We have developed systems to support all of our students so that they graduate with the confidence and expertise to reach their professional goals. One strand of this support is in how we monitor each student’s progress in each course. We have implemented a formal grade check halfway through the semester so that we can reach out to the students who seem to be struggling. We have created a Student of Concern form so that any of the 22 faculty teaching within our program can immediately share concerns they have about a student. In this session we will share the specifics of these tools as well as how we consistently use them to support our students. 


We also have a Writing Center that is dedicated to supporting the students in our program. Since students enter our program with a wide range of writing comforts and proficiencies, we are intentional to craft individualized writing development plans for each student. Our consultants are intentional to approach the process in a non-judgemental way. They identify where the student is and what steps the student can take to grow as a writer.


Knowing that adult students may have a strong aversion to math class after 15+ years of being out of the classroom, we completely redesigned our Statistics curriculum to offer a softer re-introduction to the course. In addition to working toward understanding our population in this way, we offer complimentary private and group tutoring for Statistics and other courses as well. 
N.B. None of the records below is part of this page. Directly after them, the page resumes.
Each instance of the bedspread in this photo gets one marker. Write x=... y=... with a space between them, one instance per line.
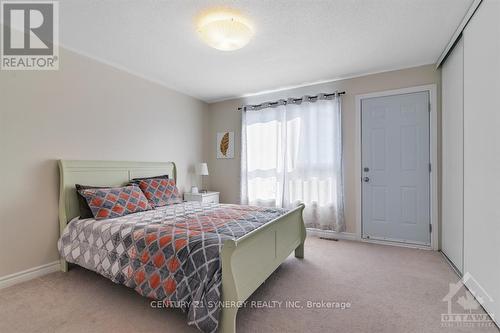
x=170 y=254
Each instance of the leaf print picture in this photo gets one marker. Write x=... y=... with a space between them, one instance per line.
x=225 y=145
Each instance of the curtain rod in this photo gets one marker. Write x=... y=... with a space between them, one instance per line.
x=289 y=100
We know that diversity and inclusion are often discussed together, but are two entirely different concepts. Verna Meyers, an activist and expert in diversity and inclusion, says that “Diversity is being invited to the party. Inclusion is being asked to dance.” In an effort to detect ways in which we have “asked our students to dance,” we gathered data from students who met one or more criteria for diversity.


In this session, we will describe the steps we took to gather and analyze the data and will share our findings. More importantly, we will provide recommendations for inclusivity based on the results of our study. 


Format of Session

While the presenters share their strategies and findings, there will be an opportunity for participants to submit questions in an online format. These questions will be addressed throughout the session and will guide the conversation around diversity and inclusion. 


Plan of interactivity

This session will involve a number of interactive elements whereby participants will work directly with program documents, watch videos of program practices, and hear from students and faculty involved in the program. Using a variety of technological tools, such as mentimeter and slido, participants will have the opportunity to not only learn about our program, but also to consider how to apply these ideas to their own programs. 


Participants will: 

  • Connect with audience members using a pair and share activity 

  • View student breakdown of diversity areas

  • Brainstorm ways in which our success can be applied to their programs

  • Learn about our systems for student support including processes

  • See unique student profiles from our population


Key Takeaways for Participants


Participants will leave with an understanding of the issues and differences between diversity and inclusion. They will learn specific strategies for supporting diverse students within a doctoral program and will have an opportunity to engage in a scholarly conversation about the topic.




Gay, G. (2010). Culturally responsive teaching: Theory, research, and practice (2nd ed.).

            New York: Teachers College Press.


Banks, J. A. (2003). The construction and historical development of multicultural education,

           1962-2012. Theory into Practice, 52, 73-82.


Cantwell, B., Taylor, B. J. (2019). Unequal Higher Education: Wealth, Status, and Student 

           Opportunity. (n.p.): Rutgers University Press.